Grand Silence, de Théa Rojzman et Sandrine Revel

Je suis peu l’actualité graphique, mais grâce à QuietManon, j’ai découvert le roman graphique Grand Silence, pour lequel elle a eu un coup de cœur et qui a été distingué au festival d’Angoulême. Je ne pouvais donc rien faire d’autre que de le réserver à la médiathèque !

L’histoire

Sur une île inconnue où vivent des humains qui nous ressemblent, une sorte d’usine géante œuvre depuis toujours. Cette étrange usine a pour mission d’avaler les cris rendus muets des enfants.
Elle s’appelle Grand Silence…
Dans un conte pour adultes aussi beau que son sujet est délicat, Théa Rojzman et Sandrine Revel livrent un roman graphique puissant qui explore sans brutalité ni complaisance un fléau que l’on préfère ignorer : celui des violences sexuelles commises sur les enfants.

Mon avis

Quelle découverte, quel incroyable coup de cœur ! Lisez, lisez, lisez Grand Silence ! C’est simple, tout m’a plu dans ce roman graphique ! L’histoire est magnifique, tout autant que les graphismes. Théa Rojzman et Sandrine Revel nous livrent un conte noir tragique, politique, émouvant, et en même temps plein d’espoir, très engagé. La manière dont les violences sexuelles commises envers les enfants est extrêmement intelligente, et très émouvante, tant niveau graphique que scénaristique.
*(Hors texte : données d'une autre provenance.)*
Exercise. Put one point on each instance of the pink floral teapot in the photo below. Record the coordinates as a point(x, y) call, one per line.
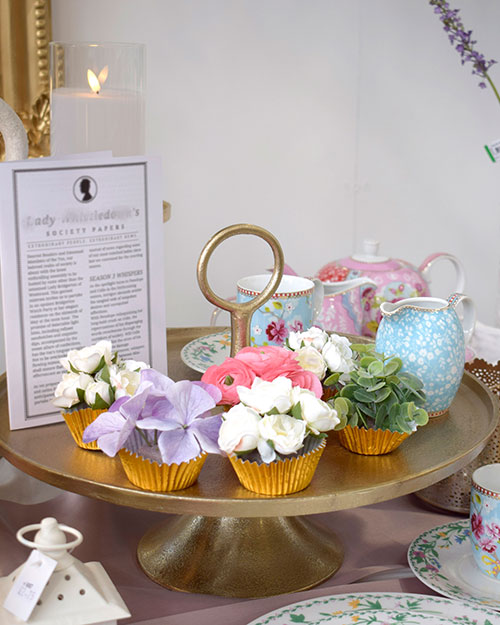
point(394, 279)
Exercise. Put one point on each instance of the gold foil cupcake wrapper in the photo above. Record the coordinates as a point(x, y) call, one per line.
point(149, 475)
point(77, 421)
point(370, 442)
point(280, 477)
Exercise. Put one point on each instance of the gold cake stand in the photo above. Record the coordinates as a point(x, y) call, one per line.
point(225, 540)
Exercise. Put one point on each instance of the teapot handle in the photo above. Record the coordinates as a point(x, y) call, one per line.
point(318, 297)
point(431, 260)
point(469, 318)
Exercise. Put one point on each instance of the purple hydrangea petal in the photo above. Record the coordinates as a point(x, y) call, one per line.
point(106, 423)
point(207, 433)
point(188, 401)
point(178, 446)
point(155, 423)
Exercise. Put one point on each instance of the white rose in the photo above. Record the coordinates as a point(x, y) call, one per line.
point(311, 359)
point(285, 432)
point(124, 382)
point(338, 354)
point(316, 337)
point(239, 430)
point(263, 396)
point(87, 359)
point(66, 391)
point(319, 416)
point(94, 388)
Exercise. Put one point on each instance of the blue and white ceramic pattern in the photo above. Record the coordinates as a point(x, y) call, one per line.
point(426, 333)
point(292, 308)
point(485, 520)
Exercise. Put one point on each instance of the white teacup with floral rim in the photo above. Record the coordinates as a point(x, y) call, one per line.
point(485, 519)
point(293, 308)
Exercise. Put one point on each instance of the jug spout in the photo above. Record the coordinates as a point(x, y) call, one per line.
point(335, 288)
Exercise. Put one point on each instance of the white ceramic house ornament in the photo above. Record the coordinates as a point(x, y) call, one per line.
point(13, 133)
point(76, 593)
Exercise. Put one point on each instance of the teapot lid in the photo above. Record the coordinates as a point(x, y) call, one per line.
point(370, 253)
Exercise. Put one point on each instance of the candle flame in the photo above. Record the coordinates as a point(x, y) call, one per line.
point(95, 82)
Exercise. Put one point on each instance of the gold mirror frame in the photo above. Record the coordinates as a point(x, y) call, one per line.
point(25, 32)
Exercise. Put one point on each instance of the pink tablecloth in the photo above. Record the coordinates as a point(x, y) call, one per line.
point(375, 538)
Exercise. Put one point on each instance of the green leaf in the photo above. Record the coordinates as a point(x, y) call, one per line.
point(393, 366)
point(376, 368)
point(363, 396)
point(382, 394)
point(332, 379)
point(104, 374)
point(99, 403)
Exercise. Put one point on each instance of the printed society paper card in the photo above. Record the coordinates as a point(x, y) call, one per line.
point(82, 261)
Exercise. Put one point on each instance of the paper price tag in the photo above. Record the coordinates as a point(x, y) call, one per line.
point(493, 150)
point(29, 585)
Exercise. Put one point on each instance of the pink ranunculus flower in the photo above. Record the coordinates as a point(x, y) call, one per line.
point(227, 377)
point(477, 526)
point(277, 331)
point(270, 361)
point(308, 380)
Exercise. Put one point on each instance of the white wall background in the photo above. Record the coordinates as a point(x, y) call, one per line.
point(325, 121)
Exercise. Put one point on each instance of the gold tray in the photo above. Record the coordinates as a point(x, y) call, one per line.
point(219, 504)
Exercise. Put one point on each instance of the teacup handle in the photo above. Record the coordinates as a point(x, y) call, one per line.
point(469, 320)
point(241, 313)
point(318, 297)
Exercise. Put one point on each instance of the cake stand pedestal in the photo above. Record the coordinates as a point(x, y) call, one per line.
point(229, 541)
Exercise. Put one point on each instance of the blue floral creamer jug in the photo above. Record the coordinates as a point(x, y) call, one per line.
point(428, 336)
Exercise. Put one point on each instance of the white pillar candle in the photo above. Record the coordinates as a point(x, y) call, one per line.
point(84, 121)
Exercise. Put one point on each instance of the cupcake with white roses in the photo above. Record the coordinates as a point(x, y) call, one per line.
point(329, 356)
point(93, 379)
point(275, 435)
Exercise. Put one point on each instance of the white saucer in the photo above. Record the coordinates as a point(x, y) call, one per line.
point(378, 608)
point(442, 559)
point(206, 351)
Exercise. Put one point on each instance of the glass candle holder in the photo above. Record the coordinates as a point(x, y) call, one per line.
point(97, 98)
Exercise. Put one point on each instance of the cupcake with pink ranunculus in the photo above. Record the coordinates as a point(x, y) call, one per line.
point(275, 435)
point(94, 378)
point(266, 363)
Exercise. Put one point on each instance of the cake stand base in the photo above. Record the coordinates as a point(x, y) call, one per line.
point(239, 557)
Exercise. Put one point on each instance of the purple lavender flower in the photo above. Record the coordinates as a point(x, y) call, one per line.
point(463, 43)
point(177, 412)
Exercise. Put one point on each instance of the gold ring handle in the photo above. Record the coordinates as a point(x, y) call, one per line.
point(241, 313)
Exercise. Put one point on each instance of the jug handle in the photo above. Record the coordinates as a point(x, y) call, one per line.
point(431, 260)
point(469, 320)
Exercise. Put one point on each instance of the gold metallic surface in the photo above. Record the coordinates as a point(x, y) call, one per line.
point(241, 314)
point(246, 557)
point(25, 32)
point(342, 480)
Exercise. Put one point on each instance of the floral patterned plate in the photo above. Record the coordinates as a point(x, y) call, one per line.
point(207, 351)
point(442, 559)
point(380, 608)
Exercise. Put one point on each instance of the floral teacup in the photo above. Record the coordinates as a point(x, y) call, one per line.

Le roman est très imagé, et présente de manière particulière le tabou que représentent ces violences, la dualité entre victime et bourreau, le bris du corps et de l’esprit au moment de l’agression. J’ai adoré l’ambiance graphique de Sandrine Rével : on ressent le poids de ce silence qui sort de l’énorme usine qui domine l’île, le mal être des victimes qui transparait sur leurs corps et leur attitude. J’ai beaucoup aimé la colorisation du roman, avec des couleurs tristes puis une explosion de couleurs en fonction de l’évolution de l’intrigue. Une véritable ambiance de conte se dégage des planches de ce roman graphique, et j’ai énormément apprécié cela !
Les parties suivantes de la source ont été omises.